These are the key concepts you need to understand to accurately answer the question.

Diatomic Gas

Diatomic gases are molecules composed of two atoms. Common examples include oxygen \\((O_2)\), nitrogen \\((N_2)\), and hydrogen \\((H_2)\). In the context of physics and chemistry, diatomic gases play an important role. These gases have unique properties, such as specific heat capacities and molecular structures.
The presence of two atoms in a diatomic molecule leads to

• More complex interactions than monoatomic gases.
• A higher heat capacity, as energy can be stored in rotational and vibrational modes in addition to translational motion.

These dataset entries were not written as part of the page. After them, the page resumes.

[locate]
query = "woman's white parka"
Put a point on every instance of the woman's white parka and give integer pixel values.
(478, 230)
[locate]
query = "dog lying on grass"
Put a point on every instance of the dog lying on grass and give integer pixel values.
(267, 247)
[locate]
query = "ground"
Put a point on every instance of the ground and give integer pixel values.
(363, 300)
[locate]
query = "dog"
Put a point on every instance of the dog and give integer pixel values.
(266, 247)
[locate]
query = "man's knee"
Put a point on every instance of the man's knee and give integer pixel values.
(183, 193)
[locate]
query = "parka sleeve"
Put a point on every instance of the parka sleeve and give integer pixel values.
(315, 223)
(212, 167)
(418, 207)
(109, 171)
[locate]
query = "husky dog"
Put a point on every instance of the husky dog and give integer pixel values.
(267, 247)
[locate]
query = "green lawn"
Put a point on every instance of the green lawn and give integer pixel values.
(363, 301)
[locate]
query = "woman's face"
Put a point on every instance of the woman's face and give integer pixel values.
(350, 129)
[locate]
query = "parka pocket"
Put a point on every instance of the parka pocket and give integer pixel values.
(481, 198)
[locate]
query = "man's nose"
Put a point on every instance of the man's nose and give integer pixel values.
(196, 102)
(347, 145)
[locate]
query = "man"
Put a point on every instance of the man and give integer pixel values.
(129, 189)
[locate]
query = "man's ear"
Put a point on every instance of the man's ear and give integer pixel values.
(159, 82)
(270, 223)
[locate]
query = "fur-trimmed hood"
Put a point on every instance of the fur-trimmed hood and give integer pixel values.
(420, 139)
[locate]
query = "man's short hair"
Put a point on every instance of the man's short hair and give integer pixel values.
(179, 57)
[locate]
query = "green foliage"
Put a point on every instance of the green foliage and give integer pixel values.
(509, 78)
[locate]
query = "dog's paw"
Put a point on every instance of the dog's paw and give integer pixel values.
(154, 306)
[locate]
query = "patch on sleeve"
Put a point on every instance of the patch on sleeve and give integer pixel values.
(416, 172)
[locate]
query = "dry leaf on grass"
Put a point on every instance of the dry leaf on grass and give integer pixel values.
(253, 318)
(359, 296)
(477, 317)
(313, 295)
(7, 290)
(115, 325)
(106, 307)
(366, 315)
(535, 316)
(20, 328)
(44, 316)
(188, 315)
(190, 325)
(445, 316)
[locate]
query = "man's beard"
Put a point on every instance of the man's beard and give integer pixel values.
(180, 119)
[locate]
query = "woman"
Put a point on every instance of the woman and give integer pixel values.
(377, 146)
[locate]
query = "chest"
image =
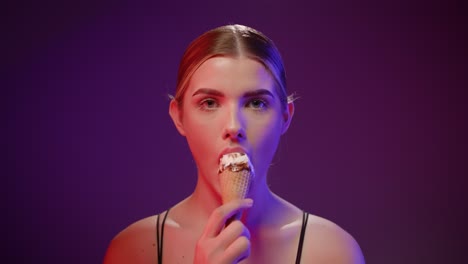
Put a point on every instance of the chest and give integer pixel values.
(273, 246)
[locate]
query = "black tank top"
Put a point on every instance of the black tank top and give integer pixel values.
(160, 236)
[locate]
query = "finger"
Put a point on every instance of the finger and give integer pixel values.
(233, 231)
(219, 216)
(238, 250)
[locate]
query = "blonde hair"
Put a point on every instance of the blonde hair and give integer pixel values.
(232, 41)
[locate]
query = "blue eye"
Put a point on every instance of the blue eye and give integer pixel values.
(257, 104)
(208, 104)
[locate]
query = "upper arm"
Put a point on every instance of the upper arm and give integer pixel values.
(326, 242)
(135, 244)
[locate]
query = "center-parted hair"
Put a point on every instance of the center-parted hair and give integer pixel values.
(232, 41)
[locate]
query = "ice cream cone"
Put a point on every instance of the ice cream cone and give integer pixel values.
(234, 184)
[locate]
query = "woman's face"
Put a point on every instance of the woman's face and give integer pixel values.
(231, 105)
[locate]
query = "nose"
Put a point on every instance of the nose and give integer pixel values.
(234, 127)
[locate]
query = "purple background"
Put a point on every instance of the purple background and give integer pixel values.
(377, 143)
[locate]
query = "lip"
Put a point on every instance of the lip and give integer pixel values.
(232, 150)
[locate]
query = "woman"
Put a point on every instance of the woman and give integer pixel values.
(231, 97)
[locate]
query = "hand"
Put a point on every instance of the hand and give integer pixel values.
(224, 245)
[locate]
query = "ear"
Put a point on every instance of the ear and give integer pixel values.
(175, 113)
(287, 115)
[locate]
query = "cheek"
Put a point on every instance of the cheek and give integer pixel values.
(265, 138)
(200, 135)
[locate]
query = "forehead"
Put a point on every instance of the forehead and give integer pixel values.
(231, 75)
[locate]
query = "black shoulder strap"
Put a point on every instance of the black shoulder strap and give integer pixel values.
(159, 238)
(305, 217)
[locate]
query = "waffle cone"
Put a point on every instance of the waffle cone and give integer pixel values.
(234, 184)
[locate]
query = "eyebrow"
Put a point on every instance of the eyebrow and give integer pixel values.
(214, 92)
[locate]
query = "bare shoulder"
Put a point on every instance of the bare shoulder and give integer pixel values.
(135, 244)
(326, 242)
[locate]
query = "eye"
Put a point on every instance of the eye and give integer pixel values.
(259, 104)
(208, 104)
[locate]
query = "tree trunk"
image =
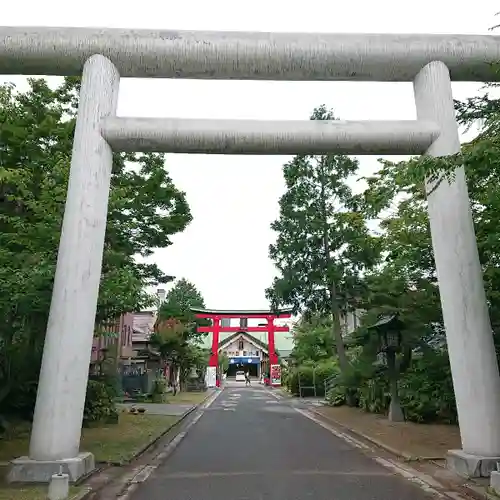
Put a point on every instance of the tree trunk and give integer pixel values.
(395, 410)
(337, 330)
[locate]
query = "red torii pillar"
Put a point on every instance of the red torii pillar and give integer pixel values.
(214, 355)
(216, 329)
(273, 357)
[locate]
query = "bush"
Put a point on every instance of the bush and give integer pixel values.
(310, 375)
(99, 407)
(426, 390)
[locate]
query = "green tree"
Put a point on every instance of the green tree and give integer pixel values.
(145, 210)
(313, 340)
(176, 337)
(323, 242)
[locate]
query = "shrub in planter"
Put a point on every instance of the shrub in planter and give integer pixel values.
(99, 407)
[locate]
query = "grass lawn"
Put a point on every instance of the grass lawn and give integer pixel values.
(30, 492)
(112, 443)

For sound traveling through gases, such as those in the cylindrical tank from our exercise, the way these diatomic molecules interact has a significant effect. The speed of sound is faster in diatomic gases than in monoatomic gases when temperature and pressure conditions are similar. This has to do with the energy distribution and the gas's molecular mass.

Molar Mass Calculation

Molar mass is crucial in determining the identity of a gas. It represents the mass of one mole of a substance typically expressed in grams per mole \\((g/mol)\). In gases, knowing the molar mass helps predict and understand gas behavior under various conditions using equations like the ideal gas law.
To calculate molar mass from the given speed of sound data, you follow these steps:

• Use the formula: \( v = \sqrt{\frac{\gamma R T}{M}} \), where \(v\) is the sound velocity, \(\gamma\) is the heat capacity ratio, \(R\) is the universal gas constant, \(T\) is temperature, and \(M\) is molar mass.
• Rearrange to solve for \(M\): \( M = \frac{\gamma R}{slope^2} \).
• By knowing \(\gamma = 1.40\) for diatomic gases and \(R = 8.31 \) \(J/(mol \cdot K)\), you can determine \(M\).

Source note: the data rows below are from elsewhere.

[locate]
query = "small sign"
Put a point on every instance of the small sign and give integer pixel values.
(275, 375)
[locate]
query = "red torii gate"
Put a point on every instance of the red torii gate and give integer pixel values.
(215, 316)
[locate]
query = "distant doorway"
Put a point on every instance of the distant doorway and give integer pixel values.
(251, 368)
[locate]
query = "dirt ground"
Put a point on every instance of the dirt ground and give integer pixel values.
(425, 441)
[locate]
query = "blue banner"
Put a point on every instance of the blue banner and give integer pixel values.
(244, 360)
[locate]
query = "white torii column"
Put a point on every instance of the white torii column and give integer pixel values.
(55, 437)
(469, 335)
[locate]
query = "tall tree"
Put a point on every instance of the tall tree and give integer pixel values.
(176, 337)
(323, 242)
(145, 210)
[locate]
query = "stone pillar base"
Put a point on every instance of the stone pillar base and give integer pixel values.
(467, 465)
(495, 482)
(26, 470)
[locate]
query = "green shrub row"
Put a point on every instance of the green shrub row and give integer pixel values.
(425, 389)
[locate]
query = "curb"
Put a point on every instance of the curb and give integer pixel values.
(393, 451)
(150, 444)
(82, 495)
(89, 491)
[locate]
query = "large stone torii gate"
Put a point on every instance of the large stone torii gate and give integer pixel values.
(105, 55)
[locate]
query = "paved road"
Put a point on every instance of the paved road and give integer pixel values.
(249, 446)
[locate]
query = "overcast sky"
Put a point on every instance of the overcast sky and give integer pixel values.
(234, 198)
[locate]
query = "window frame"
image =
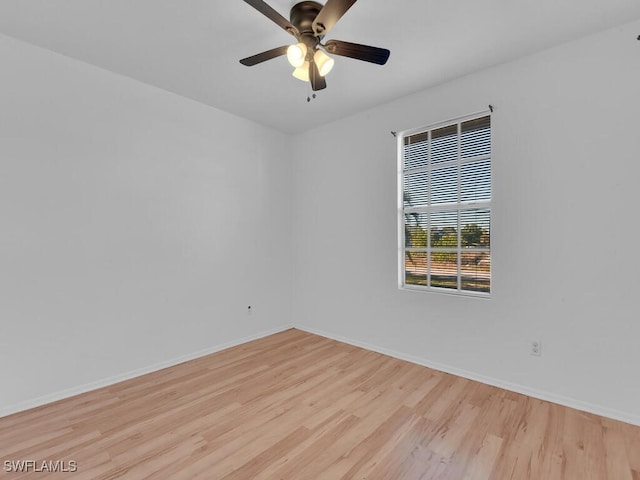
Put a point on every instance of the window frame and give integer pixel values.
(458, 206)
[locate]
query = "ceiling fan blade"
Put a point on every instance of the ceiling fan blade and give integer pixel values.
(317, 82)
(264, 56)
(274, 16)
(332, 11)
(357, 51)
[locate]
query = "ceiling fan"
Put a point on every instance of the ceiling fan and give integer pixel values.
(309, 23)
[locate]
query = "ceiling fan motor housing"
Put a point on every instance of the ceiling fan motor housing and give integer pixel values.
(302, 16)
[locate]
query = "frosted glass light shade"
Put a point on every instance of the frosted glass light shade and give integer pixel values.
(302, 72)
(323, 61)
(296, 54)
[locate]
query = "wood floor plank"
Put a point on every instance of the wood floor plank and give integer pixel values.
(296, 406)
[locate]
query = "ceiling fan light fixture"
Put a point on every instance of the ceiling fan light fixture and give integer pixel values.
(302, 72)
(323, 61)
(296, 54)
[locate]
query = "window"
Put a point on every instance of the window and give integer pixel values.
(445, 207)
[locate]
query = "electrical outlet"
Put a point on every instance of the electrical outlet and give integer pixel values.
(536, 348)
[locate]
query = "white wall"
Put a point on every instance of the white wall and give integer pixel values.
(136, 227)
(564, 232)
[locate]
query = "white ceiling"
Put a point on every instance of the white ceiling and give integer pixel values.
(192, 47)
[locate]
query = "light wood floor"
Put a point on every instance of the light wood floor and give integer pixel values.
(295, 406)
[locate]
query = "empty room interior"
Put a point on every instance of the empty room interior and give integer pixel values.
(412, 266)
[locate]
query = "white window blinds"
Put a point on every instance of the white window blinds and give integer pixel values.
(445, 211)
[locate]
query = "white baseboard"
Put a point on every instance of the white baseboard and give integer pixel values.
(105, 382)
(626, 417)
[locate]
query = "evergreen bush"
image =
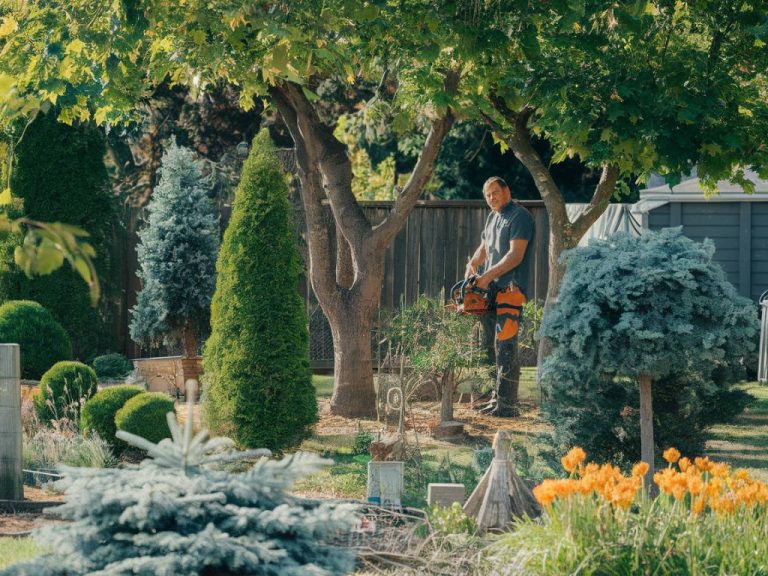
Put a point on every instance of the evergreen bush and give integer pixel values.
(60, 174)
(180, 513)
(42, 339)
(144, 415)
(258, 382)
(112, 365)
(100, 410)
(177, 255)
(63, 389)
(657, 305)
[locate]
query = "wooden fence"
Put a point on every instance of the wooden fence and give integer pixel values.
(428, 256)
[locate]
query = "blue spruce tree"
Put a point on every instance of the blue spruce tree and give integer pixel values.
(178, 513)
(177, 255)
(650, 322)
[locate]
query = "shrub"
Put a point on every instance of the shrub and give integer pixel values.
(657, 306)
(62, 390)
(177, 255)
(112, 366)
(362, 443)
(446, 520)
(178, 514)
(62, 444)
(145, 416)
(99, 412)
(42, 340)
(258, 383)
(70, 186)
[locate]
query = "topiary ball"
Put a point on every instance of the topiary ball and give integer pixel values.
(99, 412)
(63, 389)
(42, 340)
(112, 366)
(144, 415)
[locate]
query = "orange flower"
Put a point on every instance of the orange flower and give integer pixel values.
(640, 469)
(572, 460)
(671, 455)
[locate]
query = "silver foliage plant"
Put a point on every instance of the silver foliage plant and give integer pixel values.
(178, 513)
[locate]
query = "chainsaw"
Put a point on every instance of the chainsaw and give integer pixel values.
(468, 298)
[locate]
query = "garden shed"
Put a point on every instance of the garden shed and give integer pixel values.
(736, 222)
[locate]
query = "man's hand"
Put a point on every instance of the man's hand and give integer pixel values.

Through this process, we can identify what gas is inside the tank based on the calculated molar mass.

Heat Capacity Ratio

The heat capacity ratio, \(\gamma\), is a dimensionless number important in thermodynamics and fluid dynamics. It is the ratio of a gas's heat capacity at constant pressure \((C_p)\) to its heat capacity at constant volume \((C_v)\). For diatomic gases, \(\gamma\) is generally about 1.40. This value can slightly vary depending on temperature and other conditions.
This ratio is vital because:

• It affects the sound speed in the gas. Higher \(\gamma\) usually results in higher sound speed.
• It influences how gases react to compression and expansion, which is important in engines and heat exchangers.

Knowing \(\gamma\) helps in solving thermodynamic problems by linking pressure, volume, and temperature changes.

Temperature Conversion

Temperature conversion is a necessary skill when working with various scientific equations, particularly when moving between the Celsius and Kelvin scales. Sound speed in gases, for instance, depends on absolute temperature measured in Kelvin.
To convert Celsius to Kelvin:

• Add 273.15 to the Celsius value.
• Kelvin is the standard unit used in thermodynamic calculations due to its absolute scale.

In the exercise, temperatures are initially given in Celsius, so they are converted to Kelvin before calculating sound speed. This ensures that temperature values are compatible with the universal gas constant \(R\) in equations.

Universal Gas Constant

The universal gas constant, \(R\), is a fundamental constant in thermodynamics and physical chemistry. It appears in equations such as the ideal gas law and relates energy scales in thermodynamic processes. Its value is \(8.31 \) \(J/(mol \cdot K)\).
This constant connects:

• Pressure, volume, and temperature with the amount of substance.
• Appears in the equation of speed of sound: \( v = \sqrt{\frac{\gamma R T}{M}} \).

With \(R\) being a key component in calculations involving gas laws, it allows us to understand and predict gas behavior and interactions. It remains a core part of evaluating gas parameters like speed of sound, molar volume, and internal energy changes.